Not only is the clarification completely different than what he'd said months ago, we clearly see that the 47% comment represents one of his core beliefs.  Perhaps we had been waiting to see what his core actually is.  It is this, certainly, but it is also that he has a reset button for practically everything he has ever said or will ever say. 

As conservative blogger Daniel Larison put it today, "Romney demonstrates on an almost daily basis that he can’t be trusted. Even when he is correcting obvious mistakes, he gives people reason to doubt him."

Thursday, October 4, 2012

My Three-Cent Reaction to Obama/Romney 1

Mitt Romney executed a masterful end-run around Barack Obama last night, grabbing the political center that Obama has so deftly occupied for the past four years.  And he did it by repeatedly lying about his policies.  Furthermore, he changed the narrative of the election from ideology to a referendum on Obama's effectiveness.  Basically, his argument last night, after flip-flopping on some major conservative points (see more below), was, "I'm really not that much different than President Obama, but with a Republican-led Congress, I'll be much more effective at executing.  The President's had time to get stuff done and he's failed, so it's time to give me a shot at it." 

Where did Romney flip-flop?  On the DREAM Act, he said he would keep the order alive (the far right hates this law).  On Obamacare, he said he'd keep all the good things he liked alive while getting rid of the law nonetheless (which would be impossible).  He will stop Obama's $716B Medicare stripping and let seniors choose to have traditional Medicare if they want (a lie and a bureaucratic clusterfuck to run two different programs at the same time).  And he would embrace Simpson-Bowles "with some tweaks here and there" to make it stronger (another lie). 

The worst part of Romney's argument is that it could work.  People can see the reasonableness of what he said, when in truth the extremist GOP has held the country hostage for four years by obstructionism and nihilism toward anything Obama wanted to do, and has then blamed Obama for it.  Romney sold us on his plan, and it involved the most adept example of pandering that he has ever shown us.  Those in the middle who haven't yet decided whom to elect might very well have been pulled to his side.

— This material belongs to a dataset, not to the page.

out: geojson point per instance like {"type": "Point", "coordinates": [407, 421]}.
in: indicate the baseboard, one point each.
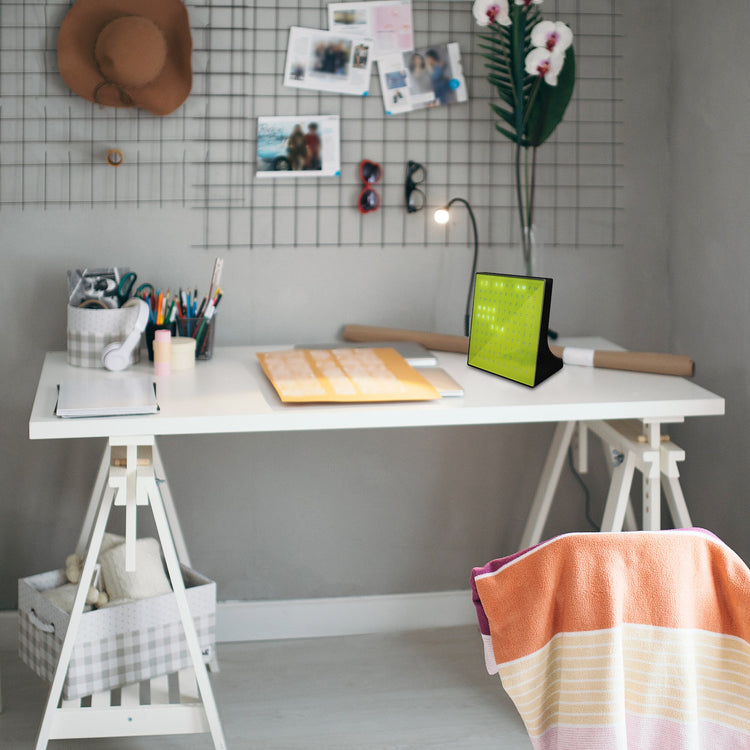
{"type": "Point", "coordinates": [351, 615]}
{"type": "Point", "coordinates": [319, 618]}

As for President Obama, I have never been more disappointed in him.  Going into this debate, he had to have known that Romney would come in acting like he had nothing to lose.  Say anything, who cares if it's true?  Obama himself, meekly harping on Romney's $5 trillion tax cut, referenced the idea that if you say something enough times... And then he caved when Romney said his plan did not involve a $5 trillion tax cut, but would cut taxes for the middle class.  Why didn't Obama say, eye to eye, face to face, "You and your running mate have talked about the vagaries of your plan for weeks.  Americans are getting tired of your games; they want specifics.  Give us all one specific example of how your plan is deficit-neutral."  Why?  Because that's not his character. 

So does Obama's long game, the deftness of which has frequently been underestimated, entail letting fact-checkers and surrogates do his dirty work?  Probably.  In our 24-hour news cycle world, the next day will involve a phalanx of Democratic strategists and administration officials relentlessly slamming Romney's tax plan, his lies at the podium, his 47% statement, and his inability to relate to ordinary Americans.  Could Romney have been more insincere than last night?  Between the smug, bemused smile he pasted on his face, coupled with the vaguely uncomfortable look in his eyes, I got the sickest feeling that he didn't mean a word he said. 

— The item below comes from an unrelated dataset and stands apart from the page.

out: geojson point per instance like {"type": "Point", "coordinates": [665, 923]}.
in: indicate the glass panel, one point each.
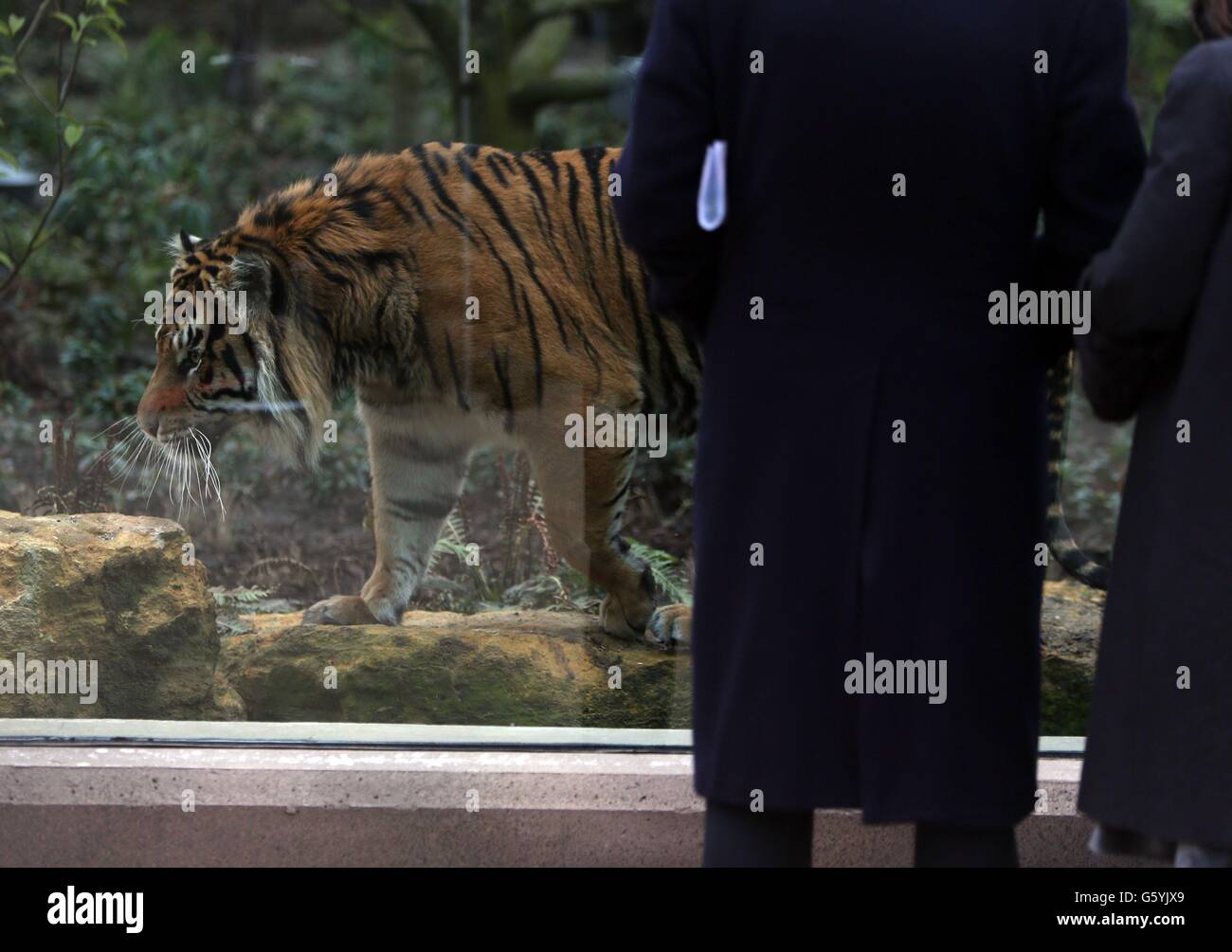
{"type": "Point", "coordinates": [448, 404]}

Worse, however, was Obama's refusal to look up while Romney was speaking directly to him.  A president, especially one who has firm confidence in the good he has done, can ill afford not to meet his opponent's gaze.  He came off as aloof, distracted, bored.  That's the ticket: he bored me, and I sure as hell think he bored a lot more people too.

Damage has been done.  Polls are showing a narrowing, and Nate Silver shows that Obama's reelection chances dropped from 74% to 64% overnight.  Round two will need to be a very strong showing for the President.  I truly don't think he can withstand another onslaught from Romney without an equally strong push-back.